Similarly, the law of the excluded middle fails when interpreted deterministically, but remains true when interpreted stochastically: if {S} is a stochastic statement, then it is not necessarily the case that {S} is either deterministically true or deterministically false; however the sentence “{S} or not-{S}” is still deterministically true if the boolean operator “or” is interpreted stochastically rather than deterministically.

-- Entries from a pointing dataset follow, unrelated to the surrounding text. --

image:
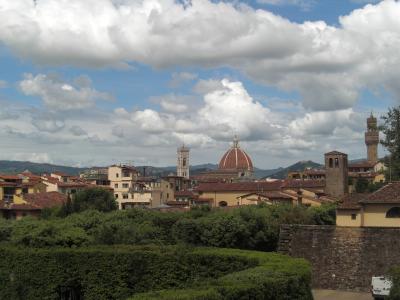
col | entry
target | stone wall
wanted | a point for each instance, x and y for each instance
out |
(343, 257)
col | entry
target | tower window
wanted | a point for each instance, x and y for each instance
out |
(336, 162)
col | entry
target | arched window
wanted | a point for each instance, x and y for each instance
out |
(223, 204)
(394, 212)
(336, 162)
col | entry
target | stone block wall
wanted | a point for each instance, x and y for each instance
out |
(342, 257)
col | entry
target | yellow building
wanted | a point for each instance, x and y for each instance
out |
(307, 192)
(378, 209)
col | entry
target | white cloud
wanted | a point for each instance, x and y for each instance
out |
(326, 65)
(77, 130)
(304, 4)
(59, 95)
(151, 136)
(33, 157)
(173, 107)
(180, 78)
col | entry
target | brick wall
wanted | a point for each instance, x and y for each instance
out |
(342, 257)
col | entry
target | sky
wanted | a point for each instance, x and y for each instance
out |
(97, 82)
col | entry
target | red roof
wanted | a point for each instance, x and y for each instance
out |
(71, 184)
(240, 186)
(37, 201)
(390, 193)
(10, 177)
(269, 195)
(336, 153)
(362, 164)
(5, 183)
(350, 201)
(235, 159)
(43, 200)
(61, 174)
(184, 194)
(293, 183)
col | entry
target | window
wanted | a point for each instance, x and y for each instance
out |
(336, 162)
(223, 204)
(331, 163)
(394, 212)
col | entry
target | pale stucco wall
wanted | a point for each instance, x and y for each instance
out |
(375, 215)
(229, 197)
(344, 218)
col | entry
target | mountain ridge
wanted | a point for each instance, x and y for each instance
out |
(14, 167)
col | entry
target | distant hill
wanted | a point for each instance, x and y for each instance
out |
(14, 167)
(299, 166)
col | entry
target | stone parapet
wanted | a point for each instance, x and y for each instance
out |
(342, 257)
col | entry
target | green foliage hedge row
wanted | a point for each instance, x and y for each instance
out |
(275, 277)
(395, 290)
(119, 272)
(252, 227)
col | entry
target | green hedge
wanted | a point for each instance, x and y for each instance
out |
(122, 271)
(395, 290)
(274, 277)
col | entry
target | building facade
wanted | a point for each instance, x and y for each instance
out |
(336, 168)
(378, 209)
(182, 169)
(372, 139)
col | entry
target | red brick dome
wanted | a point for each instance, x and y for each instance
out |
(235, 159)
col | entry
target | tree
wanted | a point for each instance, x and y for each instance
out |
(391, 130)
(93, 198)
(361, 185)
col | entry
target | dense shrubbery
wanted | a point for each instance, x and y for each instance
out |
(252, 227)
(120, 272)
(275, 277)
(395, 290)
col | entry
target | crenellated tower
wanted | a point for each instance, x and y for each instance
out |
(183, 162)
(372, 139)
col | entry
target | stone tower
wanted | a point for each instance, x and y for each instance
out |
(336, 174)
(183, 162)
(372, 139)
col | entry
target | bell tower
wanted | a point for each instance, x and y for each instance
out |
(372, 139)
(183, 162)
(336, 174)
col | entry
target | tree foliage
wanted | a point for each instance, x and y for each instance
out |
(391, 141)
(122, 272)
(92, 198)
(250, 227)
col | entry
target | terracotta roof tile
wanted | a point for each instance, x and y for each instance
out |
(44, 200)
(351, 201)
(239, 186)
(294, 183)
(390, 193)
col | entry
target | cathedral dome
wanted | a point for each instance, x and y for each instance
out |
(236, 159)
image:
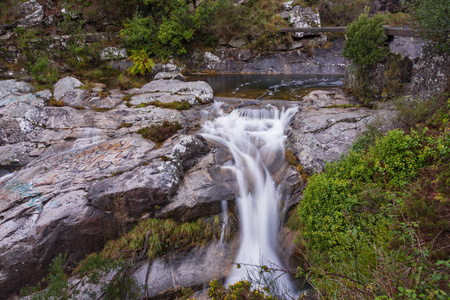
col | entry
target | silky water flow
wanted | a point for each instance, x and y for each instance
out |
(255, 138)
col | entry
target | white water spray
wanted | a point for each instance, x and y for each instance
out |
(255, 138)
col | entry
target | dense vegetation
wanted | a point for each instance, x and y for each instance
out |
(376, 224)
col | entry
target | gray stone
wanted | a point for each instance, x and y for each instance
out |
(301, 17)
(65, 85)
(169, 76)
(33, 12)
(195, 268)
(287, 5)
(75, 97)
(321, 132)
(210, 60)
(169, 67)
(11, 88)
(237, 43)
(194, 92)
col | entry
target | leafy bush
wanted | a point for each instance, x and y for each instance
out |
(374, 223)
(165, 27)
(141, 64)
(433, 20)
(365, 40)
(159, 133)
(256, 21)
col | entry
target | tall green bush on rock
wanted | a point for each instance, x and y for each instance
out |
(365, 40)
(164, 28)
(433, 20)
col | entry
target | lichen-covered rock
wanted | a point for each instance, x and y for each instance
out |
(10, 89)
(431, 73)
(65, 85)
(326, 127)
(301, 17)
(194, 92)
(33, 13)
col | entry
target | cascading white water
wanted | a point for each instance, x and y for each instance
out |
(255, 138)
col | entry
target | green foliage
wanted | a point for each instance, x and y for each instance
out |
(44, 72)
(433, 20)
(365, 40)
(373, 223)
(163, 236)
(178, 105)
(149, 239)
(338, 12)
(253, 22)
(142, 65)
(57, 283)
(239, 290)
(160, 133)
(165, 28)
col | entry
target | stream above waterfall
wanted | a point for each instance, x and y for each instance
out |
(255, 139)
(263, 86)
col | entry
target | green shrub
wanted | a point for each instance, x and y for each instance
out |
(142, 65)
(373, 223)
(239, 290)
(44, 72)
(166, 27)
(365, 40)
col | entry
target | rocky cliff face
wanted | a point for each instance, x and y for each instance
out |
(73, 177)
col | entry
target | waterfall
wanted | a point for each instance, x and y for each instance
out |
(255, 139)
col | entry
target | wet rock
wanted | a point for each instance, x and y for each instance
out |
(75, 97)
(136, 193)
(65, 85)
(33, 12)
(189, 150)
(195, 92)
(431, 72)
(326, 127)
(111, 101)
(301, 17)
(194, 268)
(169, 76)
(10, 89)
(169, 67)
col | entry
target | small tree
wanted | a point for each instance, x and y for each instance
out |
(364, 46)
(365, 40)
(433, 20)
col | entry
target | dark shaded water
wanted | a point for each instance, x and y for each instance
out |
(282, 87)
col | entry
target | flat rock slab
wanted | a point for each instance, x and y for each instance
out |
(326, 127)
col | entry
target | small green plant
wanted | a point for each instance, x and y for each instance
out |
(160, 133)
(239, 290)
(44, 72)
(142, 64)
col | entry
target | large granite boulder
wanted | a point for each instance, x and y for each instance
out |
(326, 126)
(173, 88)
(300, 17)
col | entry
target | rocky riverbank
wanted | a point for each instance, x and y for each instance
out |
(75, 176)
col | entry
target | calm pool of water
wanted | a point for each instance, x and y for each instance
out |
(282, 87)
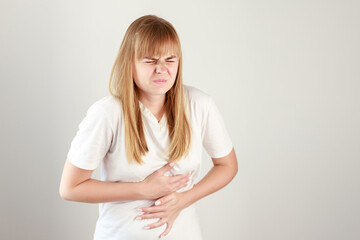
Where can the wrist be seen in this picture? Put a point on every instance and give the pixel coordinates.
(186, 198)
(141, 190)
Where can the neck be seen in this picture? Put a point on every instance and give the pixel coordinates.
(155, 104)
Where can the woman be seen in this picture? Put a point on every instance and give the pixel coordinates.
(148, 136)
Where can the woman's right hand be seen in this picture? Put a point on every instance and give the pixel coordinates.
(158, 184)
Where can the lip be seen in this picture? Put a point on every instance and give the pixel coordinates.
(160, 81)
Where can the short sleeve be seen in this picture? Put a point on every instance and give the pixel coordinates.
(92, 140)
(215, 137)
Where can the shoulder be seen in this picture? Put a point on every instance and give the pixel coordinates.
(197, 98)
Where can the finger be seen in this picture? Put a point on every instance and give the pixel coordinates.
(167, 230)
(155, 225)
(163, 200)
(179, 178)
(181, 184)
(166, 168)
(159, 208)
(148, 216)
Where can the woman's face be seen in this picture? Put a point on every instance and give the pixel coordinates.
(155, 75)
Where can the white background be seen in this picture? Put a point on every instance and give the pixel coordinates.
(284, 74)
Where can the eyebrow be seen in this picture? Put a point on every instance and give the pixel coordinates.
(171, 57)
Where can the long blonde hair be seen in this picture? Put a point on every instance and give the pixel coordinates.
(150, 35)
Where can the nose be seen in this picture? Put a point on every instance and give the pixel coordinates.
(160, 68)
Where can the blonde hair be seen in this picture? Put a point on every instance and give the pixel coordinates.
(150, 35)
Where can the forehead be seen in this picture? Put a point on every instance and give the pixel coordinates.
(166, 50)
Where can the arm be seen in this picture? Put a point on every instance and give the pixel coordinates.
(169, 206)
(220, 175)
(77, 185)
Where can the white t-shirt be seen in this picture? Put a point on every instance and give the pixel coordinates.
(100, 139)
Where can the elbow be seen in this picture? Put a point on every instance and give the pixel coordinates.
(64, 193)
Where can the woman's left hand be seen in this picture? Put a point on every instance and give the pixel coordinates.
(167, 208)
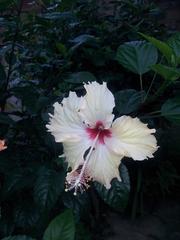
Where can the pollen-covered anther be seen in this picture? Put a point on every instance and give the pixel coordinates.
(77, 180)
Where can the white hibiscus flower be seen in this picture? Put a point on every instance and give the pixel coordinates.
(93, 144)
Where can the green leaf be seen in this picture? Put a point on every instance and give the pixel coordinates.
(128, 101)
(80, 204)
(57, 16)
(174, 43)
(168, 73)
(26, 215)
(61, 228)
(16, 180)
(29, 96)
(48, 187)
(81, 77)
(137, 56)
(163, 47)
(2, 75)
(18, 237)
(117, 196)
(5, 119)
(171, 110)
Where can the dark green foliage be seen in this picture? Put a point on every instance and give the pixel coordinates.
(50, 48)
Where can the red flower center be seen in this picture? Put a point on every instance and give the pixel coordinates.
(100, 131)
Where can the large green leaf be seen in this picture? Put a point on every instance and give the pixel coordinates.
(80, 205)
(117, 196)
(81, 77)
(168, 73)
(26, 215)
(48, 187)
(29, 96)
(171, 110)
(18, 237)
(16, 180)
(163, 47)
(128, 101)
(61, 228)
(137, 56)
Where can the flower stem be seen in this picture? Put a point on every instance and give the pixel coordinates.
(138, 187)
(141, 87)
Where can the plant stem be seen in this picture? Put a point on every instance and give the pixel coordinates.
(149, 89)
(14, 44)
(138, 187)
(141, 87)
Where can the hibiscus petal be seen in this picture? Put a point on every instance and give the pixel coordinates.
(97, 105)
(103, 165)
(65, 124)
(132, 138)
(74, 152)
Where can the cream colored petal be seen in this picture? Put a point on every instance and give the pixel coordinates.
(97, 105)
(74, 152)
(65, 124)
(103, 165)
(132, 138)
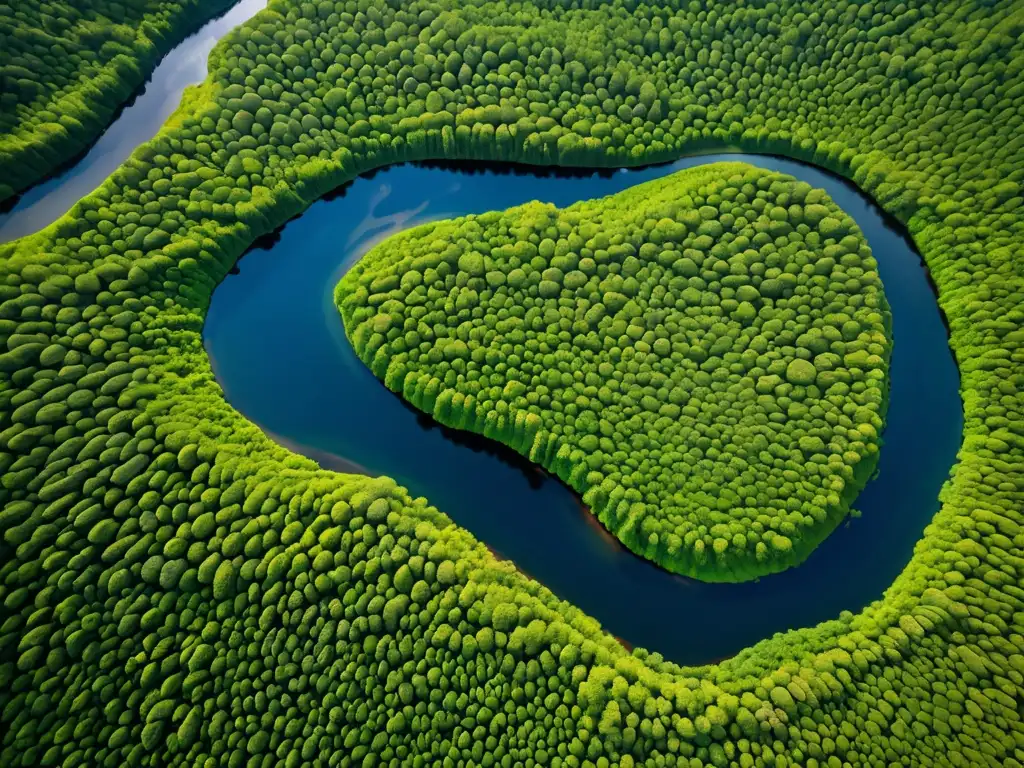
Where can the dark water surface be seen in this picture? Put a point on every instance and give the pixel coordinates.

To avoid having to keep pointing out which operations are interpreted stochastically and which ones are interpreted deterministically, we will use the following convention: if we assert that a mathematical sentence {S} involving stochastic objects is true, then (unless otherwise specified) we mean that {S} is deterministically true, assuming that all relations used inside {S} are interpreted stochastically. For instance, if {x,y} are stochastic reals, when we assert that “Exactly one of {x < y}, {x=y}, or {x>y} is true”, then by default it is understood that the relations {<}, {=}, {>} and the boolean operator “exactly one of” are interpreted stochastically, and the assertion is that the sentence is deterministically true.

In the above discussion, the stochastic objects {x} being considered were elements of a deterministic space {X}, such as the reals {{\bf R}}. However, it can often be convenient to generalise this situation by allowing the ambient space {X} to also be stochastic. For instance, one might wish to consider a stochastic vector {v(\omega)} inside a stochastic vector space {V(\omega)}, or a stochastic edge {e} of a stochastic graph {G(\omega)}. In order to formally describe this situation within the classical framework of measure theory, one needs to place all the ambient spaces {X(\omega)} inside a measurable space. This can certainly be done in many contexts (e.g. when considering random graphs on a deterministic set of vertices, or if one is willing to work up to equivalence and place the ambient spaces inside a suitable moduli space), but is not completely natural in other contexts. For instance, if one wishes to consider stochastic vector spaces of potentially unbounded dimension (in particular, potentially larger than any given cardinal that one might specify in advance), then the class of all possible vector spaces is so large that it becomes a proper class rather than a set (even if one works up to equivalence), making it problematic to give this class the structure of a measurable space; furthermore, even once one does so, one needs to take additional care to pin down what it would mean for a random vector {\omega \mapsto v_\omega} lying in a random vector space {\omega \mapsto V_\omega} to depend “measurably” on {\omega}.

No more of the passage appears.